Monday 13 July 2020 2:01 pm

Boohoo shares plunge as major shareholder dumps stock

Boohoo shares continued last week’s downturn this morning, slumping as much as 15.4 per cent as the decision by one of the fast fashion retailer’s biggest shareholders to dump the majority of its stock continued to spook investors. 

Standard Life Aberdeen (SLA), the UK’s largest listed asset manager, on Friday sold off shares in the fashion brand worth nearly £80m, following allegations of poor working conditions at a factory in Leicester linked to the firm. SLA was the company’s sixth largest shareholder before the stock sale. 

Read more: High street footfall suffers even as retail starts to reopen

The asset manager slammed Boohoo’s “inadequate” response to a Sunday Times investigation which revealed workers at Leicester’s Jaswal Fashions factory, which makes clothes for Boohoo’s Nasty Gal brand, were paid as little as £3.50 an hour. 

“Having spoken to Boohoo’s management team a number of times this week in light of recent concerning allegations, we view their response as inadequate in scope, timeliness and gravity,” said Lesley Duncan, deputy head of UK equities at Aberdeen Standard Investments, SLA’s fund management business.

Boohoo shares fell as little as 209.9p last Thursday before recovering to 280p at market close on Friday. Shares were down 15.4 per cent to 236.5p this morning, before settling slightly to 239p at 2pm. 

Boohoo last week said it was “shocked and appalled” by the revelations of working conditions at the Leicester factory, and attempted to distance itself from the supply chain in question.

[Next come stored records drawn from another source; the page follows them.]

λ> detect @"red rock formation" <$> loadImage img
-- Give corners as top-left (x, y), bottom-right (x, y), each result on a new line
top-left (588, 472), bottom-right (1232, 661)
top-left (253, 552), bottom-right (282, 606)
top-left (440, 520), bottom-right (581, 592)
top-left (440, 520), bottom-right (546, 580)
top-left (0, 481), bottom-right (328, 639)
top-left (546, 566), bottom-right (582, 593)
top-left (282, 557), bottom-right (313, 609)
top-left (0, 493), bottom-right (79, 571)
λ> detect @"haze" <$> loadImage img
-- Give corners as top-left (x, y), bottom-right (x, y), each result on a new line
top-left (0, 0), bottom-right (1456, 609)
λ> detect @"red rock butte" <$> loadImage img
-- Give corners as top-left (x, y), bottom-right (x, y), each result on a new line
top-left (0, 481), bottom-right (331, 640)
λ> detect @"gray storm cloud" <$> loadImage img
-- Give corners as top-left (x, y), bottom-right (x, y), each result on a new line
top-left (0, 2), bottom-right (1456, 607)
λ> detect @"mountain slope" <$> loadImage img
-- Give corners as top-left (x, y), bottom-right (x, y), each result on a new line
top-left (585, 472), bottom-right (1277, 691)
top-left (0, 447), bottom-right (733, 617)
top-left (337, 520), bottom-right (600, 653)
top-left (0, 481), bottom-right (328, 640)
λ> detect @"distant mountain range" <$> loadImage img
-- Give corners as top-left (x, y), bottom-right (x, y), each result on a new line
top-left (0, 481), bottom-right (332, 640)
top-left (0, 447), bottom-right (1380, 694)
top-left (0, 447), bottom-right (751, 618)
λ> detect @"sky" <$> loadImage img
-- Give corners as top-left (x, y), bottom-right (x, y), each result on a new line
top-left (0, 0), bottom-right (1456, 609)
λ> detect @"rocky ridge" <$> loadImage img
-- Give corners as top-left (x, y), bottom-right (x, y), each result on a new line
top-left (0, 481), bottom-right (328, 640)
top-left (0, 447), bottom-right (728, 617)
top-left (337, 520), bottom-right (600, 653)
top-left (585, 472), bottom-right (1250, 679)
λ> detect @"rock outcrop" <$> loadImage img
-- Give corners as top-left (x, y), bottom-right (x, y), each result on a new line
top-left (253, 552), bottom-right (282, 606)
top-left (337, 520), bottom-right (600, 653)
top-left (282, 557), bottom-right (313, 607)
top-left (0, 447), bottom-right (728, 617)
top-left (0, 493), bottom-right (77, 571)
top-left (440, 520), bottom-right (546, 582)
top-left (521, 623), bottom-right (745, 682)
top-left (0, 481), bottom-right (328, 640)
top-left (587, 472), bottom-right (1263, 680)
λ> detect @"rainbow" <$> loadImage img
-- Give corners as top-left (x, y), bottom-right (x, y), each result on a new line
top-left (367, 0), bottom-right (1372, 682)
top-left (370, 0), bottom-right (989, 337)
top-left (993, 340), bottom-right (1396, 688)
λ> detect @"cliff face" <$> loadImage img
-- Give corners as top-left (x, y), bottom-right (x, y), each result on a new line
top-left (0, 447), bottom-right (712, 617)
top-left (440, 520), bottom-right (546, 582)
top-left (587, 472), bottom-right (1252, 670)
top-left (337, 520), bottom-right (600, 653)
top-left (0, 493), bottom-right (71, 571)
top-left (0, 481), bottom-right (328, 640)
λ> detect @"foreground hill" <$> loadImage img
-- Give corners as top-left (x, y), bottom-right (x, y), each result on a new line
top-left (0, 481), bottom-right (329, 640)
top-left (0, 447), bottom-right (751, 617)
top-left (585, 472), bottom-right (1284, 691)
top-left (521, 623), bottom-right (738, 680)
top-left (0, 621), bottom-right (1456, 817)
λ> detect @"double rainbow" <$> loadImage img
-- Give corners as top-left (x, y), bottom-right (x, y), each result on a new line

In a statement, the fashion firm said its supplier Revolution Clothing had instructed another company — Morefray Limited — to fulfil an order for its brand Nasty Gal. Boohoo terminated its relationship with both companies saying they had broken its code of conduct.

Photos released yesterday by the Daily Mail showed Mahmud Kamani, the billionaire co-founder of Boohoo, on a night out with Asheem Sobti, the director of Revolution Clothing in 2017.

The paper reported that the two have socialised together on numerous occasions, including holidaying with one another’s families, and Sobti receiving an award on behalf of Kamani at the 2014 Asian Achievers Awards.

And the online retailer’s announcement on Wednesday that it will launch an independent review of its UK supply chain and plug £10m in “eradicating malpractice” did little to ease investors.

Swiss hedge fund PSquared Asset Management last week launched an attack on shares in Boohoo following the factory allegations, placing bets worth more than £20m against the company’s stock. 

Short sellers use borrowing contracts to sell shares and buy them back when the price falls, making a profit on the price difference. 

Major retailers Next, Zalando, Amazon and Asos all cut ties with the fast fashion brand last week, wiping £1.5bn from the fast fashion brand’s value in just two days.

It comes as a separate Boohoo warehouse in Sheffield was yesterday branded a “breeding ground” for coronavirus, after 25 workers tested positive for coronavirus and dozens more suffered symptoms. 

Workers at the building, which distributes garments for Boohoo’s Pretty Little Thing label, said they were forced to continue working 12-hour shifts throughout lockdown despite social distancing rules. 

Read more: Quiz suspends supplier after Leicester factory exploitation claims

Sheffield South East MP Clive Betts told the Sunday Times that 50 workers had contacted him to voice concerns about procedures at the warehouse.

One worker reportedly told him: “The warehouse is completely full, people are virtually on top of each other with nothing put in place for social distancing, no PPE whatsoever – it’s a breeding ground for the virus and needs closing down ASAP!”

Home secretary Priti Patel yesterday said she feared “cultural sensitivities” have prevented police from cracking down on illegal sweatshops in the UK’s fast fashion industry amid concerns that they would be accused of racism.

Patel said she is now considering an overhaul to modern slavery laws over concerns that current legislation is “not fit for purpose”.